Another bad example. You would have to analyze someone diagnosed today who is put on a CGM right away and maintains a normal or near-normal A1C and low SD. Again, no one knows how big the spikes people were experiencing were, time in range or SD until CGMs came along. Even people who thought they were tightly controlled could’ve had large SDs and spikes after meals, so I don’t think we even understand yet what the effects of lowering SD and increasing time in range are. Plus, you don’t know if you wouldn’t have developed more or more rapid complications if it hadn’t been for modern interventions, so again you can’t conclude anything from this example. You also don’t know how many more Joslin medalists there would be if tighter control was advised/available 50 years ago.

But we do know, from familial clustering of complications in intensity, time of onset, and character, that there is a strong genetic component of diabetic complications. When combined with the fact that my grandmother and I also had exactly the same complications at the same time after onset and with the same intensity despite vastly different blood sugar control, it arouses the suspicion that the contribution of genetics is more significant, at least in my case, than anything either of us could do.

We do know that genetics has a profound influence in blocking complications by protecting against DNA changes.

On the role in diabetes of genetically conditioned blocking of changes to the DNA, see:

Cell Metab. 2015 Aug 4;22(2):239-52. doi: 10.1016/j.cmet.2015.07.015.

Preserved DNA Damage Checkpoint Pathway Protects against Complications in Long-Standing Type 1 Diabetes.
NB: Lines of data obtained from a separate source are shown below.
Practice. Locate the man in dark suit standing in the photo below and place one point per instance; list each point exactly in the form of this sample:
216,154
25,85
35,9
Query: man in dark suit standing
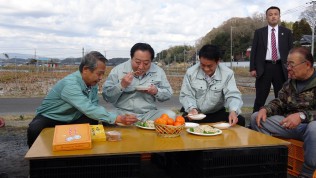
269,51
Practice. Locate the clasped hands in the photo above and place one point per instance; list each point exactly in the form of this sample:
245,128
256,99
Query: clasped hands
289,122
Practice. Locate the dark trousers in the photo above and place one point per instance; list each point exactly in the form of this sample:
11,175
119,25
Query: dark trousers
272,74
40,122
219,116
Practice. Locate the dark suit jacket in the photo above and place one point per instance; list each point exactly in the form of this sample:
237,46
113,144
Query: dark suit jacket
259,48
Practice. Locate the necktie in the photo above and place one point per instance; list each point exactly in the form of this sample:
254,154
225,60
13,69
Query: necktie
273,46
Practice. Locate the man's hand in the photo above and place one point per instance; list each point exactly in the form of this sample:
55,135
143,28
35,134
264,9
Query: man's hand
152,90
262,115
127,119
253,73
291,121
233,119
193,111
127,79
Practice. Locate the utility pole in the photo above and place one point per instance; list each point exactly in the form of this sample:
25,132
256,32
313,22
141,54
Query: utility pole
313,28
231,47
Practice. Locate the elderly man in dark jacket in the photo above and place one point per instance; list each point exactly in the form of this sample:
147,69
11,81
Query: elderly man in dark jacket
293,113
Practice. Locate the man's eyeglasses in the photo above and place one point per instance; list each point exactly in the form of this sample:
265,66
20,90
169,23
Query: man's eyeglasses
291,66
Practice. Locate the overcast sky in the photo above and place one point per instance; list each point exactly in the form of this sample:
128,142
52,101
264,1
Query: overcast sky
61,28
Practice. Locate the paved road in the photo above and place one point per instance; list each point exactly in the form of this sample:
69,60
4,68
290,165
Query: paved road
28,105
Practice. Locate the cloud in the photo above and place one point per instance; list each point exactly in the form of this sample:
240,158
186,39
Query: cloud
62,28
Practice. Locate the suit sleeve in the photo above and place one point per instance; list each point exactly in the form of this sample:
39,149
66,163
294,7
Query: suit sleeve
254,51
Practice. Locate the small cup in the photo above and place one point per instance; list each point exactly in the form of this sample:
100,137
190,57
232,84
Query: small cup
113,136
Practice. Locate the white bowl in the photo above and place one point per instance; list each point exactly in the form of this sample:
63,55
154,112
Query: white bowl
141,88
222,125
191,125
197,116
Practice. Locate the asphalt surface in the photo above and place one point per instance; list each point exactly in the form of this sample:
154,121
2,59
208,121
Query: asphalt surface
29,105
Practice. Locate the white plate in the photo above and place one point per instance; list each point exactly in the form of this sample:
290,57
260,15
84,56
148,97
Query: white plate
141,88
197,116
191,125
222,125
148,128
195,133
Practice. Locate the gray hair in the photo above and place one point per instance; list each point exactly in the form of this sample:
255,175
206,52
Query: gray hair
90,60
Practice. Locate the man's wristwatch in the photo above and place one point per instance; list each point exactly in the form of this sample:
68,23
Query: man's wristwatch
302,116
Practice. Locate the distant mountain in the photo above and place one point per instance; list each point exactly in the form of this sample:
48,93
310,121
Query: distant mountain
116,61
16,55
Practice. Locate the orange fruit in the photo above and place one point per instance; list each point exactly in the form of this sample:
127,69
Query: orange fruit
170,121
164,116
161,121
180,119
177,123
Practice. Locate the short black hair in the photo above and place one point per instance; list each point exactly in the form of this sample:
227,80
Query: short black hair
91,59
210,52
143,47
273,7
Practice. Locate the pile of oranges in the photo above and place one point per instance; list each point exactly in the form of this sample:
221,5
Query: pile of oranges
164,119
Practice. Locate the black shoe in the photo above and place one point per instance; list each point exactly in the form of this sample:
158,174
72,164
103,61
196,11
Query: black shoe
4,175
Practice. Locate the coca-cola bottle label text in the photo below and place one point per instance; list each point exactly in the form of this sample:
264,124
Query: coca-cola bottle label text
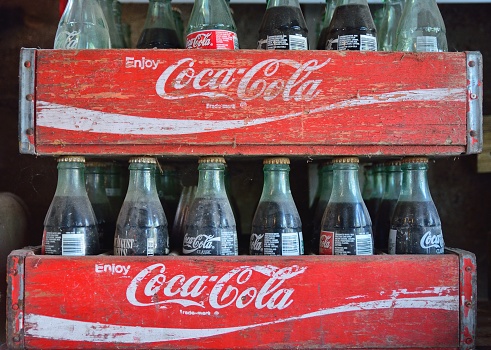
356,42
212,39
346,242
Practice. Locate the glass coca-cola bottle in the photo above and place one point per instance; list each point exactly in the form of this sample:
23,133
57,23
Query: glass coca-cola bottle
326,21
70,226
159,30
209,228
387,205
283,27
82,26
346,228
324,196
141,228
415,226
276,226
211,26
352,27
421,28
106,221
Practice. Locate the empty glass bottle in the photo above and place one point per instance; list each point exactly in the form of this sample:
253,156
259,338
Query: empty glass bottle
387,205
415,226
346,228
352,27
141,228
82,26
276,226
211,26
283,27
421,28
70,226
159,30
106,221
387,33
107,7
209,228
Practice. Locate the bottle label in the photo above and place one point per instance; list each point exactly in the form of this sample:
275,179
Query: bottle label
218,242
351,242
419,240
355,42
73,244
426,44
212,39
283,42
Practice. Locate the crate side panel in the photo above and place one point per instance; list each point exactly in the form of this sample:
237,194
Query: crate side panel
242,302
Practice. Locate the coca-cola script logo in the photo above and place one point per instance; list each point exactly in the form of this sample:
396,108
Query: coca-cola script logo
258,286
264,80
256,242
193,243
200,40
430,240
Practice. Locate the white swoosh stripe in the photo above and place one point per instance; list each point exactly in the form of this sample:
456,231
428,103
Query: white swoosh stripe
47,327
52,115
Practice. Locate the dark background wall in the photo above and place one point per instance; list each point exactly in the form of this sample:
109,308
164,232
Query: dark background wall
462,196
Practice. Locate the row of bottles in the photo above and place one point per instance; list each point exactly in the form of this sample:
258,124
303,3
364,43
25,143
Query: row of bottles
405,220
406,25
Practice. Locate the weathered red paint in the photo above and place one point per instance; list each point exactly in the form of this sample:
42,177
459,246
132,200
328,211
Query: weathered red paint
240,302
317,102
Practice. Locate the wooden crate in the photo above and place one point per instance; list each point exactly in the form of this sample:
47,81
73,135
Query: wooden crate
249,102
336,302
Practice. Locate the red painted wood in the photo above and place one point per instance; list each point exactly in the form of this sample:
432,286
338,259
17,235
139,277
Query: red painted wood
242,302
250,102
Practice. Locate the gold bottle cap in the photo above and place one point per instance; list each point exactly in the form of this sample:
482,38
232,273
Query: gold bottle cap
415,160
211,160
78,159
346,160
149,160
276,160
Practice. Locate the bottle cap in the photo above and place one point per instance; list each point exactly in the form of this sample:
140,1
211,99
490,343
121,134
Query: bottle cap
415,160
150,160
211,160
276,160
78,159
346,160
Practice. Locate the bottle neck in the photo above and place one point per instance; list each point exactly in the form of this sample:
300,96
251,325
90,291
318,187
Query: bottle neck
71,180
142,179
211,181
345,187
414,186
276,181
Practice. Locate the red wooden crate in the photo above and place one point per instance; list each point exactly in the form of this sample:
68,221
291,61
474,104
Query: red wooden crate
249,102
372,302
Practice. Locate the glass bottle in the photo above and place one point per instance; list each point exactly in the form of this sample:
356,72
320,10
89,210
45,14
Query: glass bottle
387,205
276,226
373,202
107,7
283,27
346,228
415,226
141,228
209,228
211,26
70,226
106,221
326,20
386,36
159,30
421,28
324,196
82,26
352,27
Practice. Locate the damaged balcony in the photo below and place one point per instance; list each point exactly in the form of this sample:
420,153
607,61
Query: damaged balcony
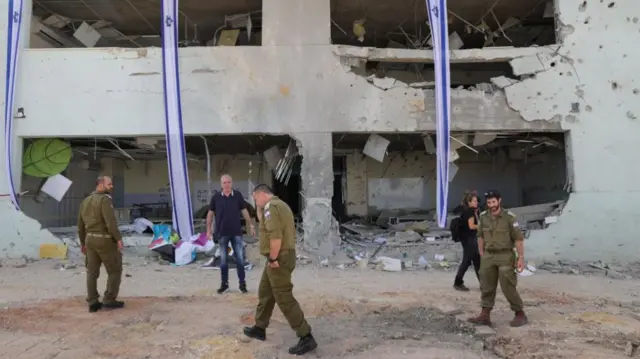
403,24
389,192
136,23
Bhatt S1, Gupta MK1, Khamaisi M2, ### (Preserved DNA Damage Checkpoint Pathway Protects against Complications in Long-Standing Type 1 Diabetes - PubMed)

Abstract

The mechanisms underlying the development of complications in type 1 diabetes (T1D) are poorly understood. Disease modeling of induced pluripotent stem cells (iPSCs) from patients with longstanding T1D (disease duration ≥ 50 years) with severe (Medalist +C) or absent to mild complications (Medalist -C) revealed impaired growth, reprogramming, and differentiation in Medalist +C. Genomics and proteomics analyses suggested differential regulation of DNA damage checkpoint proteins favoring protection from cellular apoptosis in Medalist -C. In silico analyses showed altered expression patterns of DNA damage checkpoint factors among the Medalist groups to be targets of miR200, whose expression was significantly elevated in Medalist +C serum. Notably, neurons differentiated from Medalist +C iPSCs exhibited enhanced susceptibility to genotoxic stress that worsened upon miR200 overexpression. Furthermore, knockdown of miR200 in Medalist +C fibroblasts and iPSCs rescued checkpoint protein expression and reduced DNA damage. We propose miR200-regulated DNA damage checkpoint pathway as a potential therapeutic target for treating complications of diabetes.